XVIII - Como tal, o Tribunal Constitucional, julgou a norma extraída do artigo 9°, n.º 3, do Decreto-Lei n.º 156/2005, de 15 de setembro, na interpretação segundo a qual é aplicável a coima aí prevista - cujo limite mínimo para as pessoas coletivas é de 15000 euros - nos casos em que, não sendo o livro de reclamações imediatamente facultado ao utente, este requer a presença da autoridade policial e tal recusa é removida, acabando o livro de reclamações por ser facultado ao utente, inconstitucional, por violar o principio de proporcionalidade consignado no artigo 18.°, n.º 2 da Constituição.

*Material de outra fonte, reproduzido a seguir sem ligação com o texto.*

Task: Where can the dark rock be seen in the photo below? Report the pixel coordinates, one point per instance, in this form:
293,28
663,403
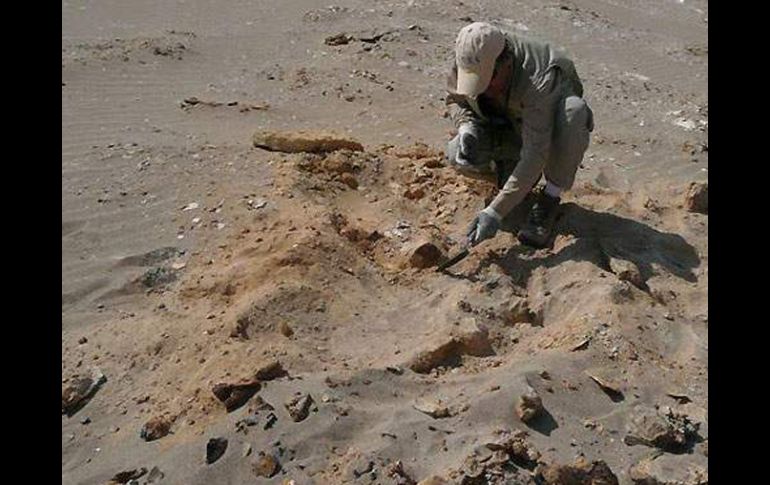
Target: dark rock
126,476
215,448
267,465
299,407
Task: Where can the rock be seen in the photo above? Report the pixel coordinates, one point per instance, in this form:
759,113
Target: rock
422,254
659,429
696,198
234,396
79,390
349,180
433,480
518,448
414,193
516,310
155,475
338,39
215,448
156,428
285,329
666,469
269,371
581,472
397,472
529,406
704,448
303,141
126,476
418,151
609,382
360,466
299,407
432,407
627,271
267,465
447,348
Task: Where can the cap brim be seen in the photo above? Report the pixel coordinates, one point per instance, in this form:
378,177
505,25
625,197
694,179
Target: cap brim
474,82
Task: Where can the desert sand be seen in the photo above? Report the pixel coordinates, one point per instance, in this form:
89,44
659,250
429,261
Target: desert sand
240,315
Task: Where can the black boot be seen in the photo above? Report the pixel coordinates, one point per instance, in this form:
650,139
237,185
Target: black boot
541,220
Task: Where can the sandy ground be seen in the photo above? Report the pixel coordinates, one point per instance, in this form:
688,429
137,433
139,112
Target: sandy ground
191,258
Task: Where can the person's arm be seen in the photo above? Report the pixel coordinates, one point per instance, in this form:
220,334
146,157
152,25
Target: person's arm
460,112
539,110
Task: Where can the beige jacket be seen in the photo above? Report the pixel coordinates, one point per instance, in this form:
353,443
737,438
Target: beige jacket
542,76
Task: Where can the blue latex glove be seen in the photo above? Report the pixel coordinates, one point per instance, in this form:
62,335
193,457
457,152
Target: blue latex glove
468,134
484,226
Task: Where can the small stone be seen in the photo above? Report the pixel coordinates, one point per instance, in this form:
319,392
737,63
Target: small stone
578,473
414,193
299,407
215,448
627,271
661,429
696,197
234,396
669,469
79,390
285,329
423,254
432,408
128,476
350,180
432,480
267,465
155,428
530,405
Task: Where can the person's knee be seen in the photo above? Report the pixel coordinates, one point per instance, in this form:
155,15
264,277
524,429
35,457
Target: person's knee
576,112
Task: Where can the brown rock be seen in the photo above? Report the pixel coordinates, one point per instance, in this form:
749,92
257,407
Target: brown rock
299,407
529,406
447,348
303,141
432,407
285,329
156,428
516,310
349,180
234,396
659,429
697,197
414,193
267,465
579,473
79,390
432,480
269,371
667,469
423,254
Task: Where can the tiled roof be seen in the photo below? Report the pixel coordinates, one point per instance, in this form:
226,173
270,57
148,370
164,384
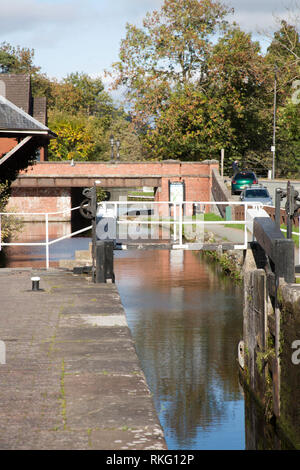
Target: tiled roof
17,89
14,118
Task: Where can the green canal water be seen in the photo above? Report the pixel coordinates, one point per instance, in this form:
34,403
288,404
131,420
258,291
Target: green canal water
186,321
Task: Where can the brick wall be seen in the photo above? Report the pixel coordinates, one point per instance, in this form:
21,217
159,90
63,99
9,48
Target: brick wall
196,175
41,200
97,169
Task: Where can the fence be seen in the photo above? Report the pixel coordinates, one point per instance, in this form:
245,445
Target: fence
137,214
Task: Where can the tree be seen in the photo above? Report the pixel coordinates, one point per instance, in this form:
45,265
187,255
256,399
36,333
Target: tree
17,59
284,54
79,137
169,50
79,93
241,80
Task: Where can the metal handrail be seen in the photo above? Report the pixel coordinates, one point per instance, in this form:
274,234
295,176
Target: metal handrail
178,220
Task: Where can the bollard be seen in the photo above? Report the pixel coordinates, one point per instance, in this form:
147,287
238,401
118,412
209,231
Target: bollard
104,261
35,283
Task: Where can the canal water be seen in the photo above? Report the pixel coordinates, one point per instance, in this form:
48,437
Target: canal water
186,321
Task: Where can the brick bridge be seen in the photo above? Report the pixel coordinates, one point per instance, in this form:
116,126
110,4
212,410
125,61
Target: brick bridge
57,186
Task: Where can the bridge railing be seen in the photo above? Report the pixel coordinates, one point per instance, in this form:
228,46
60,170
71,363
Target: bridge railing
162,213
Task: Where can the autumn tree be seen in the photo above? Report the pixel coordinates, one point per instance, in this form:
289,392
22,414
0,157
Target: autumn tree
170,49
283,55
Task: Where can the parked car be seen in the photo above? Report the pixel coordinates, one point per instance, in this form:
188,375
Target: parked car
242,179
257,194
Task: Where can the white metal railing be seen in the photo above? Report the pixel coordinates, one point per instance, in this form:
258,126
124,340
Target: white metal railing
178,220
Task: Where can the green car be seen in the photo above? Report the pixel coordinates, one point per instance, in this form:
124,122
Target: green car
242,179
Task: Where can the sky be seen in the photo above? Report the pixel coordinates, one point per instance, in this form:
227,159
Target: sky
84,35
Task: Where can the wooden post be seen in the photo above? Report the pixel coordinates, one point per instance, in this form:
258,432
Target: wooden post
104,261
222,162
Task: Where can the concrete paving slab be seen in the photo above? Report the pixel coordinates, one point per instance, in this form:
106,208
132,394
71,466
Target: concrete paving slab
72,379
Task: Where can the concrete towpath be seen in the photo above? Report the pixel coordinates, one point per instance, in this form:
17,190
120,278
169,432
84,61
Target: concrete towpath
71,377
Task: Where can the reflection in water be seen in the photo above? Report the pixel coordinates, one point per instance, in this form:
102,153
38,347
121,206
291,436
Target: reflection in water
186,324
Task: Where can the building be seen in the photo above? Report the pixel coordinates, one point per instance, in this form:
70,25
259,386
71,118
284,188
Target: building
24,134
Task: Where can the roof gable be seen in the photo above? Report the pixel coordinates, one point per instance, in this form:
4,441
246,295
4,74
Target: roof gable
14,118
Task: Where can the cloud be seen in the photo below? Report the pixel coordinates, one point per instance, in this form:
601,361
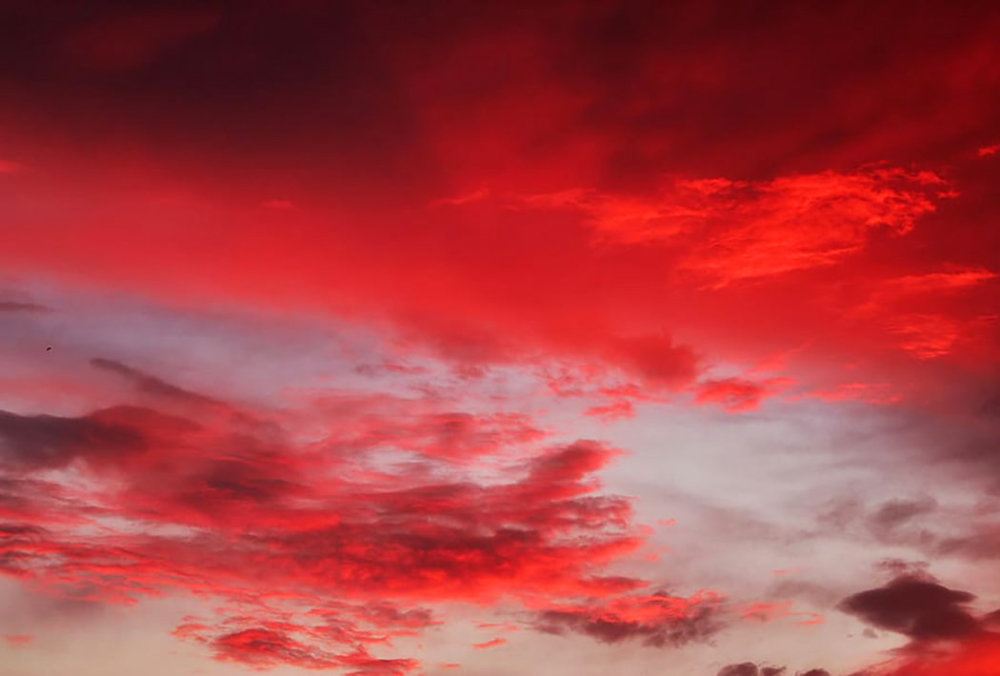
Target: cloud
737,395
353,543
917,608
658,620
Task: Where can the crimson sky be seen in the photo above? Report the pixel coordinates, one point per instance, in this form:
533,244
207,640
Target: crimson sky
565,338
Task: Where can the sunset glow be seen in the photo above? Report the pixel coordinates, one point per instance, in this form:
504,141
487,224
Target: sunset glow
388,338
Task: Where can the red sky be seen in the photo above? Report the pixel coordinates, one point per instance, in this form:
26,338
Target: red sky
507,337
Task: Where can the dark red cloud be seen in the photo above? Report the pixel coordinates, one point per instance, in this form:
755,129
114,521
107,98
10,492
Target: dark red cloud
571,217
657,620
915,607
276,526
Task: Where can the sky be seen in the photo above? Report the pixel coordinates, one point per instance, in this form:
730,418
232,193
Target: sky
392,338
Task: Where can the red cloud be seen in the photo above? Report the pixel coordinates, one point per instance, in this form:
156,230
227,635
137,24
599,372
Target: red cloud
736,394
271,526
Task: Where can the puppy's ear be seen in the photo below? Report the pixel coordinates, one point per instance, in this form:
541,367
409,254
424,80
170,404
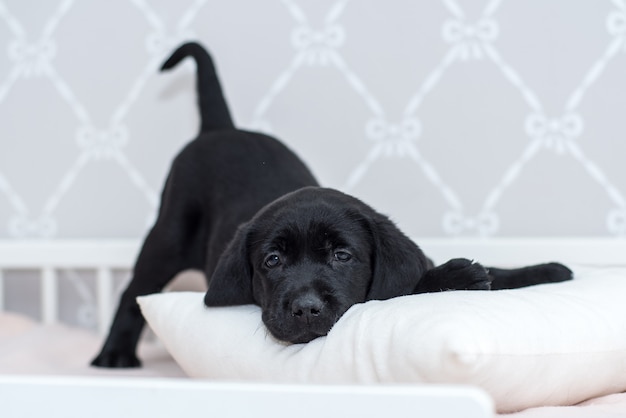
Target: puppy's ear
231,282
398,263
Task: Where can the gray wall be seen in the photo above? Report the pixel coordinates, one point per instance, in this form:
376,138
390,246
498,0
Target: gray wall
497,118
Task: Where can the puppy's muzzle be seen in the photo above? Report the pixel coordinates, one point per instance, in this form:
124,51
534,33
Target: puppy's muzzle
307,308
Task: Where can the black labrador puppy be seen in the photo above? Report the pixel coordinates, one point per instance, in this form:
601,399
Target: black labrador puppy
244,209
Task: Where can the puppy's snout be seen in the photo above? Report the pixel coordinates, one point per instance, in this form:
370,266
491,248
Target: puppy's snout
307,307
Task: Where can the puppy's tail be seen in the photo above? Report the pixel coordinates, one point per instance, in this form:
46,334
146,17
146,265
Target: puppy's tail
214,113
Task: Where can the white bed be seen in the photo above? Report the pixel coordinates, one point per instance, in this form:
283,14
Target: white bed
44,359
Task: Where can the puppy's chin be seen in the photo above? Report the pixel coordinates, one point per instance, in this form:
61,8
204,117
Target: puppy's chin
296,333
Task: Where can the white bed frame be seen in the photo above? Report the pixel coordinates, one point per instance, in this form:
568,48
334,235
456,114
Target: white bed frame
186,398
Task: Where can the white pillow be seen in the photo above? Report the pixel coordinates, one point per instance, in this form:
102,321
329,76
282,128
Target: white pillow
555,344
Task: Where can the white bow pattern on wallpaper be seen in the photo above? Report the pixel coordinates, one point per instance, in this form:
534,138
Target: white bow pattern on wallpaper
315,43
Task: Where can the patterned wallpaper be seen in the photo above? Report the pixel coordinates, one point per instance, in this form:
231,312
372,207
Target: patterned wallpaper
456,118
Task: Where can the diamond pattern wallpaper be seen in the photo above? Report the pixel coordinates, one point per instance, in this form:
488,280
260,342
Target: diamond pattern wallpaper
455,118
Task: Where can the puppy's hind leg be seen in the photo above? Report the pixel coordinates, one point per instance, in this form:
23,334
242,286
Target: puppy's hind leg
174,244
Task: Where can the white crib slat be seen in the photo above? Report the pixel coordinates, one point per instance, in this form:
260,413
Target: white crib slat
104,295
1,290
49,295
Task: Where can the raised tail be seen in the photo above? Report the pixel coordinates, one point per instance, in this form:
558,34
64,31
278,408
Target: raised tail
214,113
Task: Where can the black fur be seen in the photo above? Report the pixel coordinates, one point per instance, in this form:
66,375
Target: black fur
244,209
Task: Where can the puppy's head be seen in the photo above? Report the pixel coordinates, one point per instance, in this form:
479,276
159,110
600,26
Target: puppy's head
310,255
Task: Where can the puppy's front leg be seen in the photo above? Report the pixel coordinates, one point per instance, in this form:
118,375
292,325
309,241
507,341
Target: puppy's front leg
528,276
456,274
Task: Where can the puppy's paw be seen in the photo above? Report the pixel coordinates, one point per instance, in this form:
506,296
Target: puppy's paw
456,274
553,273
116,360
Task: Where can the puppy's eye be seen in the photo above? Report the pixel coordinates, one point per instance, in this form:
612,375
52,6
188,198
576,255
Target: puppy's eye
342,256
273,260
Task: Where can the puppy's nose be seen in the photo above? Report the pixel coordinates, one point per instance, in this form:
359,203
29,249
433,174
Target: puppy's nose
306,307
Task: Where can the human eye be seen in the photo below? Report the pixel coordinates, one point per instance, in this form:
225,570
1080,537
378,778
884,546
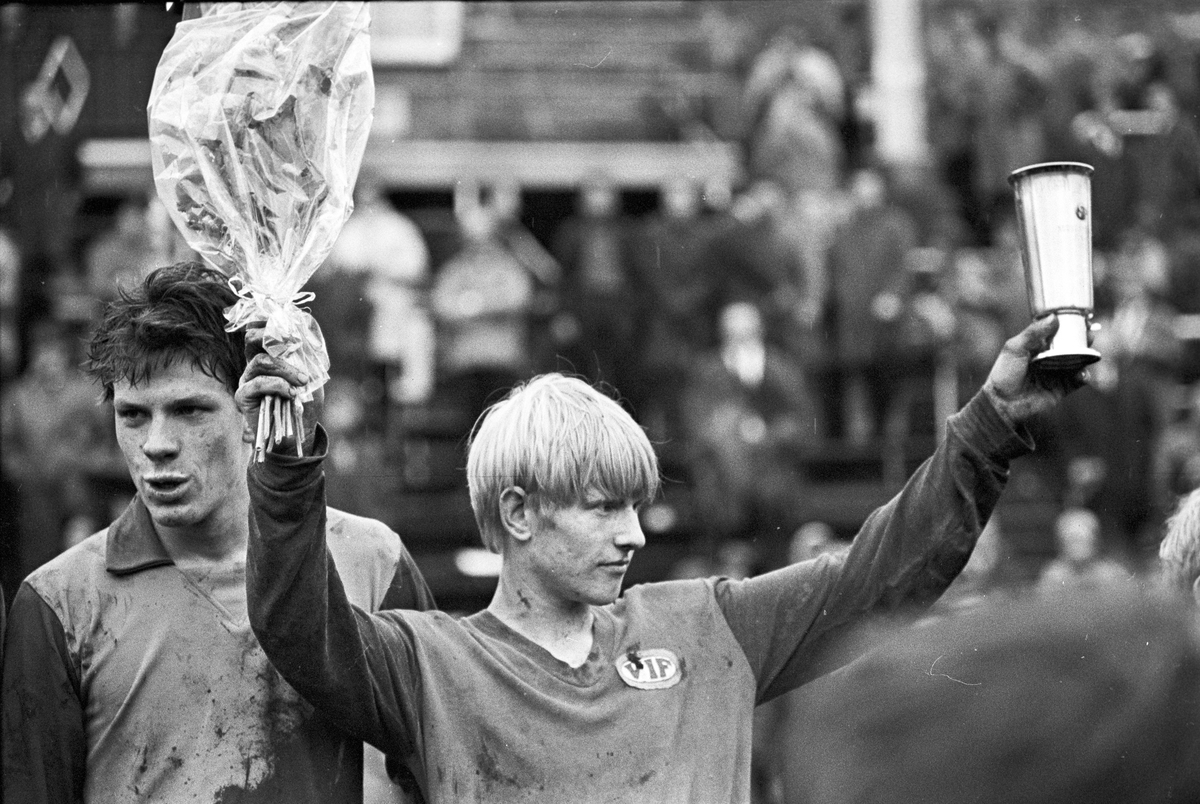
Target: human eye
191,409
613,505
131,417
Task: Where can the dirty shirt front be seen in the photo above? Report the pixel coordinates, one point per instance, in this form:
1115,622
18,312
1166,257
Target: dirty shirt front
661,709
130,679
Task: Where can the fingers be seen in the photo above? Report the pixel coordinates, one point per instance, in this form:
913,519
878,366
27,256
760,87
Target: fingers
1036,337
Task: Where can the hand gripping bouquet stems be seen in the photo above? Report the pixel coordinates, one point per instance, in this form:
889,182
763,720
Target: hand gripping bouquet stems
258,115
1054,216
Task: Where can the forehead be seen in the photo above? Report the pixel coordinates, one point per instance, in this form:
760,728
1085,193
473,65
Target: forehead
177,379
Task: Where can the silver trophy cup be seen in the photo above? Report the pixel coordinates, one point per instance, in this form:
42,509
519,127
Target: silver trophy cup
1054,216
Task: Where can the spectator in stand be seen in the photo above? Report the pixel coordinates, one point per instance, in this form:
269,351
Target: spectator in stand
568,688
865,250
483,303
599,322
749,414
1144,319
504,204
1097,451
754,257
131,671
989,294
1177,451
917,323
676,301
125,253
1086,696
796,101
1080,561
53,431
1179,553
378,282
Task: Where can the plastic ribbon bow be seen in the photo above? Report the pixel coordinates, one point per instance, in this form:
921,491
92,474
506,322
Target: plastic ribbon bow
291,333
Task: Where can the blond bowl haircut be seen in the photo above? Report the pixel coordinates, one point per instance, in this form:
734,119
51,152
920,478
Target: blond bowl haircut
557,438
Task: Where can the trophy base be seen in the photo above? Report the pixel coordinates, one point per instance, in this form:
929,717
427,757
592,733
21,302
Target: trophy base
1068,349
1054,360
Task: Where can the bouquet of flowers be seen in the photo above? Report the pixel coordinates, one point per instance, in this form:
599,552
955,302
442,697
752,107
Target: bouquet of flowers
259,114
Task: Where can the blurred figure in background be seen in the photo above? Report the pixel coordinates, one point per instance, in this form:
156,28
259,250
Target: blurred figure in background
796,103
1080,561
483,303
868,249
1090,696
125,253
1179,553
749,415
379,271
989,293
1098,447
676,303
1177,451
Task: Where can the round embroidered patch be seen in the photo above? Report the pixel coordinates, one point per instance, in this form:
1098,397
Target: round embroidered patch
655,669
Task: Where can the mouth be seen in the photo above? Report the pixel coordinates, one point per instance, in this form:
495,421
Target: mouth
163,487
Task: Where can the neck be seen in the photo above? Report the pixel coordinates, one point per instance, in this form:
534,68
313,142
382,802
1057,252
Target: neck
562,628
220,539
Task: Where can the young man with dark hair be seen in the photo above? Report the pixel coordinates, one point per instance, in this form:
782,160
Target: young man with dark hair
131,671
564,689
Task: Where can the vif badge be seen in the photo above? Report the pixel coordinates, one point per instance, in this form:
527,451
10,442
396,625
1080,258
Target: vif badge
649,670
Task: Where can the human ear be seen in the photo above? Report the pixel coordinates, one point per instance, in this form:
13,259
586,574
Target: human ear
515,513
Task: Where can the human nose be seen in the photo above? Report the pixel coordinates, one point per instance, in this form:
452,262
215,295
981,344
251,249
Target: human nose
160,439
629,535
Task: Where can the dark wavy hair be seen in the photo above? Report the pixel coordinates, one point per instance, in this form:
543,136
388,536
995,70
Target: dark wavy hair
177,315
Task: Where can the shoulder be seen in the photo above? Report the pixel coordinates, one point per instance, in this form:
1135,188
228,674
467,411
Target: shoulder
70,586
79,567
667,598
360,535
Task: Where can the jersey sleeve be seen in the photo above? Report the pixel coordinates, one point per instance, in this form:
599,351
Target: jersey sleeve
357,667
45,744
795,624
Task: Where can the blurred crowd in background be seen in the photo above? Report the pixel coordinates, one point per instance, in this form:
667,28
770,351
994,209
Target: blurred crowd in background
834,306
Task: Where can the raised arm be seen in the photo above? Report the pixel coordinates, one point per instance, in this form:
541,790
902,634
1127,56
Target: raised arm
792,623
355,667
45,754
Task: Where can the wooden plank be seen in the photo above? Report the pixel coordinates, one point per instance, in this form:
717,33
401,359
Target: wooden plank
123,166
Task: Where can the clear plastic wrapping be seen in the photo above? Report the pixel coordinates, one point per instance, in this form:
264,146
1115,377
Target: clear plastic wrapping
258,117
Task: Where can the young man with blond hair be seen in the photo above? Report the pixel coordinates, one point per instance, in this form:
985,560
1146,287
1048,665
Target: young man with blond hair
565,689
130,669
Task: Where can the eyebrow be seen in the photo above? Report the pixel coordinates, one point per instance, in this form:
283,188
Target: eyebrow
193,400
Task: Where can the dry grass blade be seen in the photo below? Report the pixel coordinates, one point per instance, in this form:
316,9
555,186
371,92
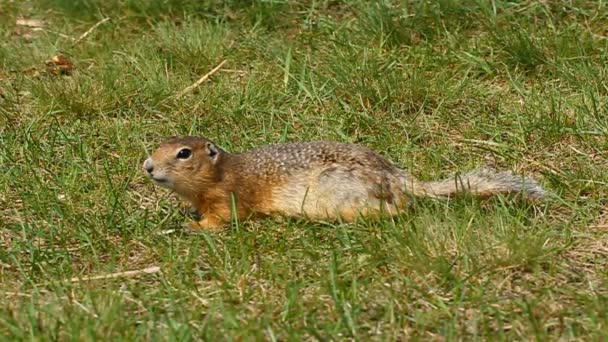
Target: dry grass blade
125,274
200,80
84,35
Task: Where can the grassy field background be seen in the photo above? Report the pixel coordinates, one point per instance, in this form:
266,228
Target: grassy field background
437,86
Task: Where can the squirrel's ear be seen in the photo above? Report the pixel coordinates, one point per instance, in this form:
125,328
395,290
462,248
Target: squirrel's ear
213,151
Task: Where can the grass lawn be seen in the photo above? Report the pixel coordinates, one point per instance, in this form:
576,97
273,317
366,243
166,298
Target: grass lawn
437,86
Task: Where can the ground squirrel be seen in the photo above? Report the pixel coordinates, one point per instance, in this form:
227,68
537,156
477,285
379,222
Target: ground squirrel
319,180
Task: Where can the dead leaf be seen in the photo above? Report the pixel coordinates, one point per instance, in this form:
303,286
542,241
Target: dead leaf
59,65
30,22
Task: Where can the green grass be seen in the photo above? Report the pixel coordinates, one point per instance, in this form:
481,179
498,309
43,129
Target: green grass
436,86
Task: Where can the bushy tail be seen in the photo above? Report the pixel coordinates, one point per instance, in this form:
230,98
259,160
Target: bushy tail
482,183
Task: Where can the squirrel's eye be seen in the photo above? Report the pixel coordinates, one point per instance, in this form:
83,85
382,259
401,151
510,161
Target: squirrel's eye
184,153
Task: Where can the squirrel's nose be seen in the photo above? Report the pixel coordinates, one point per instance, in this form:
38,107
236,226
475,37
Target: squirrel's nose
149,165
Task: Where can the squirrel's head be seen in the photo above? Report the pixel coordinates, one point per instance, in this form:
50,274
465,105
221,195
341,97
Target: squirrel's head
184,164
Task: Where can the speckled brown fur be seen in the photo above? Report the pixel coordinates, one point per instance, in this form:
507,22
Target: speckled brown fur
319,180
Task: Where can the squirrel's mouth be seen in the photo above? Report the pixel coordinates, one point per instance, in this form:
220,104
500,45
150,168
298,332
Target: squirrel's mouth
159,180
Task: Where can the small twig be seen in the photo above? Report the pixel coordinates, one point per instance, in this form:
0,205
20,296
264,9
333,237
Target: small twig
200,80
84,35
148,270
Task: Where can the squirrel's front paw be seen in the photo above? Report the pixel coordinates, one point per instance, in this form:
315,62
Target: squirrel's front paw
205,224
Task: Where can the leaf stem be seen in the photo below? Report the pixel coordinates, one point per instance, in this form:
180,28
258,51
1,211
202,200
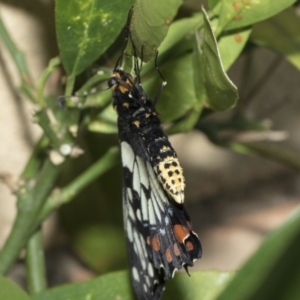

XIX - Pelo que, também por aqui, deve o Douto Tribunal censurar a solução legislativa supra referida por cominar sanção manifesta e claramente excessiva e consequentemente, recusar a aplicação da citada norma aos presentes autos por inconstitucional, uma vez que, o livro de reclamações foi imediatamente facultado ao utente quando este requereu a presença da autoridade policial.

SE ASSIM NÃO SE ENTENDER, XX - A resolução do conflito entre os direitos do consumidor e o direito à iniciativa privada (artigos 60° e 61° da CRP) deve partir do pressuposto de que nenhum deles pode ser objeto de perigo de inutilização prática.

XXI - Tal determina que as sanções estipuladas para a violação dos direitos do consumidor não possam ser de tal modo onerosas que ponham em perigo o direito ao exercício da atividade económica, a não ser em casos de extrema gravidade.

XXII- E, conforme resulta do art. 18° do RGCC, a medida da coima determina-se em função da gravidade da contraordenação praticada, da culpa, da situação do agente e do benefício económico que retirou da prática da contraordenação.

XXIII - In casu, quando a utente requereu a presença da autoridade policial, a Apelante facultou-lhe imediatamente o livro de reclamações por forma a que a mesma pudesse exercer o seu direito.

XXIV - Pelo que, não há dúvidas de que é nula ou escassa a culpa da arguida ou quanto muito, ao contrário do que refere o Tribunal a quo, é de reduzida gravidade.

XXV - A arguida declarou um prejuízo fiscal de € 90.304,32, o que revela que a sua situação económica é tudo menos saudável.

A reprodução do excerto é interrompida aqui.